A complete machine learning benchmark would involve such parameters as batch size, learning rate, etc. You may pass a sparse grid to locate a desirable region and, if necessary, use a finer grid in that region to identify the best choice.

**Exercise:** Revisit the true-or-false questions at the beginning of this tutorial and answer them in your own words.

**Exercise:** A user performed a benchmark on the `standard`

partition and determined that a serial job would take 10 days to complete and that the theoretical speedup limit is 4. The entire project involves 1,000 such jobs. Assume that all 1,000 jobs can start running immediately. (The `standard`

partition has a walltime limit of 7 days. No job extensions can be granted.)

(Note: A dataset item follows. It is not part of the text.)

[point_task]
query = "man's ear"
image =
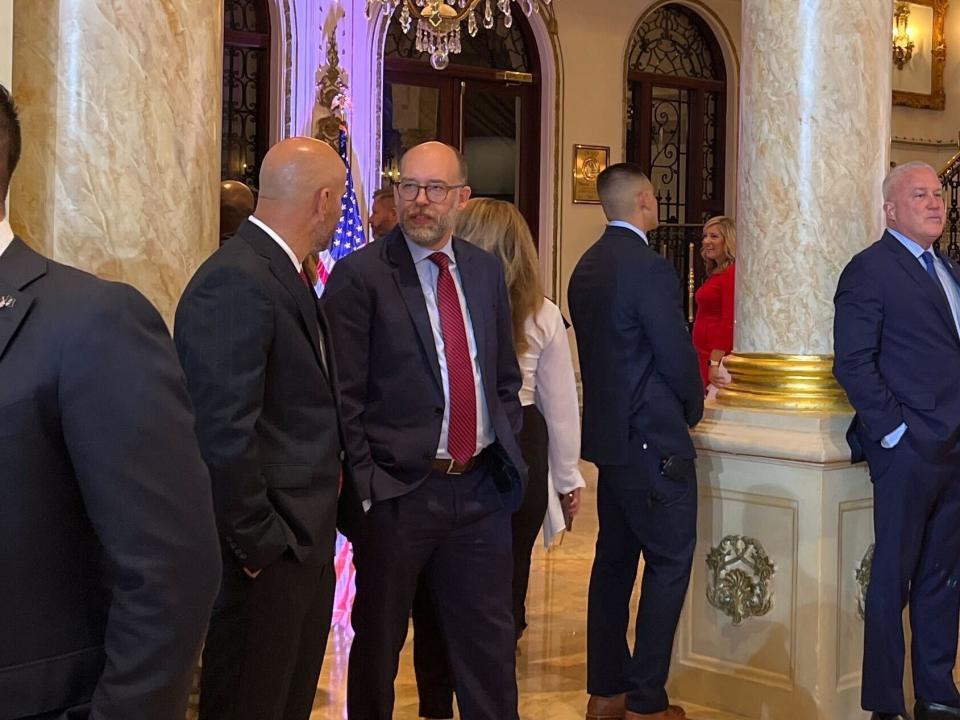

a) What is the minimum amount of SU needed to finish the entire project?

b) The user has a deadline of 3 days. How many cores should the user request per job? How many extra SU will need to be spent compared to the minimum in a)?

c) Suppose the user did not perform the benchmark and just randomly decided to use 20 cores per job. How much time and how many SU will the user spend for this project? Compare your answer with b).

d) Repeat b) but this time the deadline is in 50 hours.

## Show answer

a) Since each job could not finish within the 7-day limit using 1 core, we need to find the smallest $N$ such that $t\le7$ days. On one hand, the restriction is $$s=\frac{t_1}{t}\ge \frac{10}{7};$$ on the other hand, we know $s_{\max}=1/(1-p) = 4$ so $p=0.75$ and that $$s= \frac{1}{0.25+\frac{0.75}{N}}.$$ Combining these two equations: $$\frac{1}{0.25 +\frac{0.75}{N}} \ge \frac{10}{7}$$ $$0.25+\frac{0.75}{N} \le \frac{7}{10}$$ $$N \ge \frac{0.75}{0.7-0.25} \approx 1.67.$$ Since $N$ must be an integer, the smallest solution is 2. For $N=2$, we obtain $$s= \frac{1}{0.25+\frac{0.75}{2}} = 1.6$$ and $$t= t_1/s = 10\times24/1.6 = 150\ \mathrm{hours}$$ or 6 days and 6 hours. Hence, each job takes $Nt=2\times 150=300$ SU and the entire project needs 300k SU.b) Using the derivation in a) we find
$$N \ge \frac{0.75}{\frac{3}{10}-0.25} = 15.$$
The total amount of SU is
$$15\times(3\times24)\times 1000 = 1.08\mathrm{M}.$$
Compared to the minimum, the user needs to spend an extra 780k SU.

c) For $N=20$ we obtain
$$s= \frac{1}{0.25+\frac{0.75}{20}} \approx 3.48$$
and
$$t = 10\times24/3.48 = 69\ \mathrm{hours}$$
or 2 days and 21 hours.
Each job costs $20\times69=1.38$k SU and the entire project needs 1.38M SU. Compared to b) the project takes 3 hours less but at an additional cost of 300k SU.

d) Unfortunately, the user will not be able to meet the deadline, since even with an infinite amount of cores each job would take $10\times24/4=60$ hours.

The moral of this exercise is two-fold: do your benchmark and plan ahead!